Analysts Express Apprehensions

However, analysts believe that the interventions may not be enough to cushion the negative impact the government policies are having on the populace. Chief Executive Officer of the Financial Derivatives Company Limited (FDC), Mr. Bismarck Rewane in his presentation at the Lagos Business School, described the N500 billion palliative announced by President Tinubu on July 31 as an “inadequate dose” that is too little to be effective.

Pointing out that “Nigerians are suffering and angry,” with the misery index at 56.12 per cent and multidimensional poverty at 62.5 per cent, he said, “a material palliative should be at least N10 trillion (5.0 per cent of the GDP),” adding that 10 major companies recorded foreign exchange loss of N764 billion” in the first half of 2023 following the unification of the multiple exchange rates.

He also advised the federal government to carry out, “full implementation of market and institutional reforms, which will lead to sustained economic growth in Nigeria and increased level of investment flows.”

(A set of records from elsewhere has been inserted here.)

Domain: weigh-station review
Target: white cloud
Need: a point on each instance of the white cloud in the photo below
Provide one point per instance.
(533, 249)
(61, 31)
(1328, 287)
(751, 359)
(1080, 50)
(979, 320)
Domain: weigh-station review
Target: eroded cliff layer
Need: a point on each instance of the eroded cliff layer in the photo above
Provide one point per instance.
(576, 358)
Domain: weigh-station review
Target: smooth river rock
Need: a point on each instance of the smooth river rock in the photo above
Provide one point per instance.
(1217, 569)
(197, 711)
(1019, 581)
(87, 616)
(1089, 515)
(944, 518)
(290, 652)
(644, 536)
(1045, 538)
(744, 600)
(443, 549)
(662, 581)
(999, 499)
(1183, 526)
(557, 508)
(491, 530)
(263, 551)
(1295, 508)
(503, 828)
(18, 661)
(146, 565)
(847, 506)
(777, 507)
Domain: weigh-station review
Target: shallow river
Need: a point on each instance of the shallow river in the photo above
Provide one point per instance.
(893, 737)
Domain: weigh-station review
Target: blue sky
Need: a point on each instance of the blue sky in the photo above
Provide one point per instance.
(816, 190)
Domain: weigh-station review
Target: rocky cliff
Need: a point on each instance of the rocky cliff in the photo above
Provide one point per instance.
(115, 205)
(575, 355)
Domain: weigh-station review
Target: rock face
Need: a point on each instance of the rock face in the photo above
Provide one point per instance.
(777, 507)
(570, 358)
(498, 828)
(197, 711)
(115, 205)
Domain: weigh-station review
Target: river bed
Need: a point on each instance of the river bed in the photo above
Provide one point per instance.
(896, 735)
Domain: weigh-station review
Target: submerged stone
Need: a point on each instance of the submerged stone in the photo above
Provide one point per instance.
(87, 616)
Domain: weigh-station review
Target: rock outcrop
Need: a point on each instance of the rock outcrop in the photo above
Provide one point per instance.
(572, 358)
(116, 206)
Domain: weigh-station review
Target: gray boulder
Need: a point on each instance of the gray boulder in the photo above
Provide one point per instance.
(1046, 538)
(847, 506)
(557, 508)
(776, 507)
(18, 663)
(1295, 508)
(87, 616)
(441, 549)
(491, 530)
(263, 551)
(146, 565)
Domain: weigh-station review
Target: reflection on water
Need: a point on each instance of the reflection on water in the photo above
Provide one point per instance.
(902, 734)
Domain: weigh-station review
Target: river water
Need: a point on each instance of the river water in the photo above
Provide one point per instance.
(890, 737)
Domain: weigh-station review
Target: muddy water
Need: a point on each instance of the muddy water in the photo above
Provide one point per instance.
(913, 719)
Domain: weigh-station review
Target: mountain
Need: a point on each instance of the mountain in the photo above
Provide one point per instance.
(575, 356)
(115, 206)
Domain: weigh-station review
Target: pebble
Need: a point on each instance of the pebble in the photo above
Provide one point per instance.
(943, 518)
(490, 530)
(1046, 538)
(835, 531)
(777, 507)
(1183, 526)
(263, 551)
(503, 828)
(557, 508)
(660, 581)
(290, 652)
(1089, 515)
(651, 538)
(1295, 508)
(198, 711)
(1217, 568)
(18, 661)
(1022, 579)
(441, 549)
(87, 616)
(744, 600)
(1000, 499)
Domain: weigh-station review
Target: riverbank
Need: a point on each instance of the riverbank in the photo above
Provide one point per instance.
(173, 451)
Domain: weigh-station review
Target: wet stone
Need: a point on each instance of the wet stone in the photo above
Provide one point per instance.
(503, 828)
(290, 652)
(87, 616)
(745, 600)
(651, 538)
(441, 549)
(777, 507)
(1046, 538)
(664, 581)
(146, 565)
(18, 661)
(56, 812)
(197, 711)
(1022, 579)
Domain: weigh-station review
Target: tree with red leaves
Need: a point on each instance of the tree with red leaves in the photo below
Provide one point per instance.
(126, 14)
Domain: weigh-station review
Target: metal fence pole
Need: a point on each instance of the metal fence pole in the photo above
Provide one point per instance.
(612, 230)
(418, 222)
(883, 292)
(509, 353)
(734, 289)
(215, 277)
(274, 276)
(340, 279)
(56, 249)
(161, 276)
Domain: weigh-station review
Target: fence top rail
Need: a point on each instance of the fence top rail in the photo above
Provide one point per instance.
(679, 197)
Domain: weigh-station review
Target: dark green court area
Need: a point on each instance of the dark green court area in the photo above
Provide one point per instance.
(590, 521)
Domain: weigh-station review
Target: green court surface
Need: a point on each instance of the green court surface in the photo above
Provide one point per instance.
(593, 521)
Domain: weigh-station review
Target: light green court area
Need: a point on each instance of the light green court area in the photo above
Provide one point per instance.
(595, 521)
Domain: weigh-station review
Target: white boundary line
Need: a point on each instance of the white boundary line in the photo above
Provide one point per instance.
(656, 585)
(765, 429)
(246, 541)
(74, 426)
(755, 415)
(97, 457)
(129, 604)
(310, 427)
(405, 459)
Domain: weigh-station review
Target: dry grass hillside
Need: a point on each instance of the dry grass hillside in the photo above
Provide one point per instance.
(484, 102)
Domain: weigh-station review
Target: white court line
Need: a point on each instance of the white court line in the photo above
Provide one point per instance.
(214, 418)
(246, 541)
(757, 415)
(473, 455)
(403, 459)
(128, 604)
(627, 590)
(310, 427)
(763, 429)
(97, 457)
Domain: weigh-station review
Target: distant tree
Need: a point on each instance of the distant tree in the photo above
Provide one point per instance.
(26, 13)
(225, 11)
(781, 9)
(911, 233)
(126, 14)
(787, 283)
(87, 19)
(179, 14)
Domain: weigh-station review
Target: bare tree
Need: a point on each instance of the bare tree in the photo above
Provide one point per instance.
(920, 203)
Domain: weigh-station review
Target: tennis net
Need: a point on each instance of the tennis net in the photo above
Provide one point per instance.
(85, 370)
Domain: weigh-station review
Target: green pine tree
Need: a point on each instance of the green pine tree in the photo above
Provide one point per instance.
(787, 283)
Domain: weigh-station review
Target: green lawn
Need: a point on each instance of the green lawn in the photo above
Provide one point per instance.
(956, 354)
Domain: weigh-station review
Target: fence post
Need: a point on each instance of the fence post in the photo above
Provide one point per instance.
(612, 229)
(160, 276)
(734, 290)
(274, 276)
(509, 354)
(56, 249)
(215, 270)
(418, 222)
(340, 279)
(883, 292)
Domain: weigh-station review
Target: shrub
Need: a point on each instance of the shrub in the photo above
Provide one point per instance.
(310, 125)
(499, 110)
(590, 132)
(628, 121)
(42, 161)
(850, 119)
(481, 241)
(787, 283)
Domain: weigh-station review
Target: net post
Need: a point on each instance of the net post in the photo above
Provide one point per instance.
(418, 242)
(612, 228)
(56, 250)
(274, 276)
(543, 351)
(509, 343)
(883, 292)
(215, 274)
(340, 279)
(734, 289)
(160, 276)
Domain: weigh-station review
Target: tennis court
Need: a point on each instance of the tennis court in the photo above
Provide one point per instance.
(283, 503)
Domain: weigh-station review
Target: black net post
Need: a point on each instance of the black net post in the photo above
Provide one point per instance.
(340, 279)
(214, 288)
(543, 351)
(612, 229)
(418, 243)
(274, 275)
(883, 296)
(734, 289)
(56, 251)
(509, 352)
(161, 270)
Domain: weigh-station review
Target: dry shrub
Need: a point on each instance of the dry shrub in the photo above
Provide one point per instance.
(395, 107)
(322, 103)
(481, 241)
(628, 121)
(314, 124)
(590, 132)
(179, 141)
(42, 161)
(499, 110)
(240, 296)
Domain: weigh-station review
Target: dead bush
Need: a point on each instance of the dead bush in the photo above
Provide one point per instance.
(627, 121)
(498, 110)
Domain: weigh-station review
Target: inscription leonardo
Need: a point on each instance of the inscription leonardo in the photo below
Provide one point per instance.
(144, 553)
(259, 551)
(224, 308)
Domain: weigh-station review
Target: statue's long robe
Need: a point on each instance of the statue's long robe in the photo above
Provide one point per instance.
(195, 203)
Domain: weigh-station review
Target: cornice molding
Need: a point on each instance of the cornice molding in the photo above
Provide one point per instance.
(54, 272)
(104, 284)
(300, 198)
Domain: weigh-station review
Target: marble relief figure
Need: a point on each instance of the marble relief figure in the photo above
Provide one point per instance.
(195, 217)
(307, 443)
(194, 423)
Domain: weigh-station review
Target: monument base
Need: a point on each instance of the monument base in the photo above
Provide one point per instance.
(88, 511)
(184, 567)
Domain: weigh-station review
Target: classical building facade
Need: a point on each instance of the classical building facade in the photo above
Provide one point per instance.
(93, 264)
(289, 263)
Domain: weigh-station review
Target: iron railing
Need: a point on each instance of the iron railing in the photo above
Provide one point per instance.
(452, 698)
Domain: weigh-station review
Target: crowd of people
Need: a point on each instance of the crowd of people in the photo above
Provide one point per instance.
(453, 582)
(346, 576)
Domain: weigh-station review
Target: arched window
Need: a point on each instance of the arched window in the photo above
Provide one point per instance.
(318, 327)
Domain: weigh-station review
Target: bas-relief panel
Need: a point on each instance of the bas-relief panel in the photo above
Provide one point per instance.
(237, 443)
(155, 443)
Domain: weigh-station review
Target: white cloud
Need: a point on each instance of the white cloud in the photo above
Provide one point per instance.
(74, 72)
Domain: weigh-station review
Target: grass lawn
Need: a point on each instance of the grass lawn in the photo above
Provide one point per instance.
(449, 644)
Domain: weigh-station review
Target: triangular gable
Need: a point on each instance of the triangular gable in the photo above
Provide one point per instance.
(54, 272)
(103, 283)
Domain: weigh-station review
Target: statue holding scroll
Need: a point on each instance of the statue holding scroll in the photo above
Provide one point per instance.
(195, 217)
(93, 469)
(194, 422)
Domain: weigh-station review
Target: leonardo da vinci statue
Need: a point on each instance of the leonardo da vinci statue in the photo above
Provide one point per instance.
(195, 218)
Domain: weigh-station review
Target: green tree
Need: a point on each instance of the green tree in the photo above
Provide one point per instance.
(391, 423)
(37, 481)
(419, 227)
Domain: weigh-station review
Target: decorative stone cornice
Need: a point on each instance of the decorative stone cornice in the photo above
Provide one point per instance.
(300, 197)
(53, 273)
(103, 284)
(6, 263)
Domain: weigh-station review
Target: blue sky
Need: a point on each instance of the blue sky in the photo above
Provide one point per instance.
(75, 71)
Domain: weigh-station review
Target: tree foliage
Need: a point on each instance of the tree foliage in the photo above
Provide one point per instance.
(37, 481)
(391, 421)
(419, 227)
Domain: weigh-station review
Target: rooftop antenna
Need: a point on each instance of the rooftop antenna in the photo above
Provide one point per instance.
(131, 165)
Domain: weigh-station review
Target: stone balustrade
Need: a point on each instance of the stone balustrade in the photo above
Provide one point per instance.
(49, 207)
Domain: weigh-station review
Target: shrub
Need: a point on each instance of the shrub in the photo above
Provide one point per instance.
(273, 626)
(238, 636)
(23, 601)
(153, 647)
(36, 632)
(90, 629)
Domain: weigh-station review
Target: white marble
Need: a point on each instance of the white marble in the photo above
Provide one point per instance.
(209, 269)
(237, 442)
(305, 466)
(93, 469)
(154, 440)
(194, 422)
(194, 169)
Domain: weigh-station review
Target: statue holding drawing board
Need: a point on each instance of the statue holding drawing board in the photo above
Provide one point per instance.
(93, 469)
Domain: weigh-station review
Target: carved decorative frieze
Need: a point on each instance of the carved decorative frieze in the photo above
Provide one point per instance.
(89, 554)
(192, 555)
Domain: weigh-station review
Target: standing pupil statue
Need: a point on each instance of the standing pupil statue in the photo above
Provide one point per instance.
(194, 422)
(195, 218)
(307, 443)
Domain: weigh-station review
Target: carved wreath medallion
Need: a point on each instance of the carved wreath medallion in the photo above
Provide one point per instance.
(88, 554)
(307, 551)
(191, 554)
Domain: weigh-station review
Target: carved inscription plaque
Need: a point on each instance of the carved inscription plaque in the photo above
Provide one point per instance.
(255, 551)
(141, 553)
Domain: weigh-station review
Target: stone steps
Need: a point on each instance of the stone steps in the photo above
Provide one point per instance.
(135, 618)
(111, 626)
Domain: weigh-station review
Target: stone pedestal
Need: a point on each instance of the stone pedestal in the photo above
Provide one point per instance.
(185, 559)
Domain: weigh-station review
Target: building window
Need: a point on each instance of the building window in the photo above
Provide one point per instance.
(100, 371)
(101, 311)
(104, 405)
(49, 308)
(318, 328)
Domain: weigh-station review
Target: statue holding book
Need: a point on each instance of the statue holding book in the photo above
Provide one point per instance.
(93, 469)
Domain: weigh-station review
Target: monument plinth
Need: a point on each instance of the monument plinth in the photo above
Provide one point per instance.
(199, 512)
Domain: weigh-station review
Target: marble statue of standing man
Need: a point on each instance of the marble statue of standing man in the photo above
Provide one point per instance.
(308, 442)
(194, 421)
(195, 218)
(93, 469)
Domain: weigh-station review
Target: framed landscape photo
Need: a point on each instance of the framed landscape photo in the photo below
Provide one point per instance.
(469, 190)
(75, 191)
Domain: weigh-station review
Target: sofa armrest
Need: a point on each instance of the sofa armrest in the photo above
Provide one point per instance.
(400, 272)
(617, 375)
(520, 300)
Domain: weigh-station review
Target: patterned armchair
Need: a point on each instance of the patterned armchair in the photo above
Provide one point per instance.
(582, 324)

On his part, Head of Ratings at Agusto & Co, Mr. Ayokunle Olubunmi said, “We should wait for the implementation because to me, a lot of them look like more of the same. Don’t forget that one of the main key features of the last Central Bank of Nigeria (CBN) governor is actually the huge amount of intervention funds.

“Giving grants is still more of the same policy. Unfortunately, the speech is actually not clear on how it would be different from the other ones such as the 100 for 100 policy and others. If the implementation is not different, you would be getting the same results. 

 “Now every bank is awash with intervention funds and even most corporations would be asking for intervention funds at 9 per cent. And when implementing, they should be careful not to crowd out taking loans from the banks because people are looking for intervention funds. The success of this initiative would be determined by implementation.”